Monday, July 13, 2015

Rusted Pipe

Another song about illness. It seems that the patient was able to speak and move once, but has since lost those abilities due to, perhaps, a head trauma or stroke. Now, they are beginning to regain these abilities, slowly and haltingly...

Through speech therapy of some sort, which has just begun: "Now the time has come to speak."

The speaker compares her ability to make sounds to "water through a rusted pipe." The sounds are sometimes human, like a "stutter," "moan," or a "mutter," sometimes animalistic, like a "hiss" (which could also be made by steam). Mostly, they are water-like, as she said to begin with: "gurgle," "rush," "foam."

The overall impression is that the words are halting, staccato, and intermittent. Above all, unintelligible.

The passage, from a literary standpoint, is a small masterwork of onomatopoeia. But not alliteration! There is the opposite of that-- competing sounds, a cacophony.

Then there is the bridge, which indicates that there was a long "winter" of no sound or movement-- a coma?-- before even this level of progress. The idea of a dormant period being compared to this season as is least as old as Shakespeare's line about a "winter of our discontent."

How is the progress? Speaking is but a "croak," followed by a frustrated, resigned "sigh."


Yet... even this "creak" from "somewhere deep within" her body and psyche "lets the tale begin." There is hope. A tale has a beginning, but then keeps progressing.
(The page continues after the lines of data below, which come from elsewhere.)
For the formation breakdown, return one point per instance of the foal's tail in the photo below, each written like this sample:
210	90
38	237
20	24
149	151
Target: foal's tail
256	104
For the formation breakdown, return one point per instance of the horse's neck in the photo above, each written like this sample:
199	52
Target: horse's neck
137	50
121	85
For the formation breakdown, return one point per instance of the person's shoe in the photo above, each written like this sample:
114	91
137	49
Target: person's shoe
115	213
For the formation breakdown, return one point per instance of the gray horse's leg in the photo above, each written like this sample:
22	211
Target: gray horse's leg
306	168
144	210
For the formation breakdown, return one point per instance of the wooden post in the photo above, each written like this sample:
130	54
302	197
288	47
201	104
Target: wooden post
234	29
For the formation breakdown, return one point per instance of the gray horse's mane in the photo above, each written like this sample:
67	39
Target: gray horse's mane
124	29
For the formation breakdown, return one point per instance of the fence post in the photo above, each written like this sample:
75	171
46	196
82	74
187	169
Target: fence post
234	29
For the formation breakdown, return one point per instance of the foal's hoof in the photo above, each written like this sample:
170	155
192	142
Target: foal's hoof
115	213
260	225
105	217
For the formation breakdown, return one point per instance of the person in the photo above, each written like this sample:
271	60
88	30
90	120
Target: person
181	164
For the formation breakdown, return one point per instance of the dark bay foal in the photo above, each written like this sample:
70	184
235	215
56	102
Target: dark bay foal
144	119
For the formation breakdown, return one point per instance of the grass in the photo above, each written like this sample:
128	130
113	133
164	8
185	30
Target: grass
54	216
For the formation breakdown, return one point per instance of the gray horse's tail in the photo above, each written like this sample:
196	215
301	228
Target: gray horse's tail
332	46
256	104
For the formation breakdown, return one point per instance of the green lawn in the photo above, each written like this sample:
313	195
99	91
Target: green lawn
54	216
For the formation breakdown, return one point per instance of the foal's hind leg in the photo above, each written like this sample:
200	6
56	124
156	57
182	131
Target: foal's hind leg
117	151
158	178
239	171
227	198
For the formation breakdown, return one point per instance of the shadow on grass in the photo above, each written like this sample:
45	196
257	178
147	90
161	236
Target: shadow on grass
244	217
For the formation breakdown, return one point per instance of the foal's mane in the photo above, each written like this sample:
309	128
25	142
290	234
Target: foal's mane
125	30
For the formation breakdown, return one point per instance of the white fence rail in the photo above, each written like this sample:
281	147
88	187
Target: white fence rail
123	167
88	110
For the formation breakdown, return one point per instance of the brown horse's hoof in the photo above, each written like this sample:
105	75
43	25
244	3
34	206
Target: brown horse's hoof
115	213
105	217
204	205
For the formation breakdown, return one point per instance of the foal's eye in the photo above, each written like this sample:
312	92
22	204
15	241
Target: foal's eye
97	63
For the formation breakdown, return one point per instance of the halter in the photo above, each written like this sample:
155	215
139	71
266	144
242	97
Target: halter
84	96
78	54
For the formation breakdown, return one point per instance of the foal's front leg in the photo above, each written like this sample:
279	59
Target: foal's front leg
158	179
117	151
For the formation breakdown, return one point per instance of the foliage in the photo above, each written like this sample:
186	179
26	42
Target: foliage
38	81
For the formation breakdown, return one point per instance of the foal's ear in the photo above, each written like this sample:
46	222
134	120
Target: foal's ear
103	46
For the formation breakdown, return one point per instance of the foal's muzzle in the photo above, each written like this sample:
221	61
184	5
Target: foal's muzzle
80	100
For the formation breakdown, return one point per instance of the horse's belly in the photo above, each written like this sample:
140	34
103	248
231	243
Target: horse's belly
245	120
Then, in comes the physical therapist, who says, "Now the time has come to move." Similarly, progress is slow and long in coming. But, as before this shambling movement is a step past her earlier status, when she "was not able" to "move" at all.
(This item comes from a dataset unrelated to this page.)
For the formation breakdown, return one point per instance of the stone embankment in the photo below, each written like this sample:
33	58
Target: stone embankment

Again, she compares her movements to water's: "trickle," "freeze." She falls a lot, too: "stumble," "trip," "fumble."

But still-- even though it is a mere "stagger" or "creep"-- there is forward movement. And when her legs fail, her hands can react to help; she is able to "grip."

Most importantly, she has not lost her sense of humor. The last two movements she says she can made are "slip and slide." While this may be a nod to the Paul Simon song "Slip-Slidin' Away," more likely it is an allusion to the childhood toy called a "slip 'n' slide."

This device, introduced in 1961 and an immediate success, is a plastic sheet, at one end of which is a perforated tube running its width. When a hose is connected to the tube, water seeps out of the perforations, rendering the entire sheet almost frictionless. Children then slide on the sheet on their bellies or backs, as if sledding.

That the speaker, in her almost-immobile and exceedingly frustrated state, can still joke is an excellent sign. That she can remember a happy childhood when movement was taken for granted is strong motivation for her to be able to endure the work needed to return to that state.

The "water" of her life-force is still flowing. It is only the "pipe"--its container, her physical body-- that is "rusted." With enough effort, the rust can be scrubbed off and the pipe should return to its healthier, more vigorous function.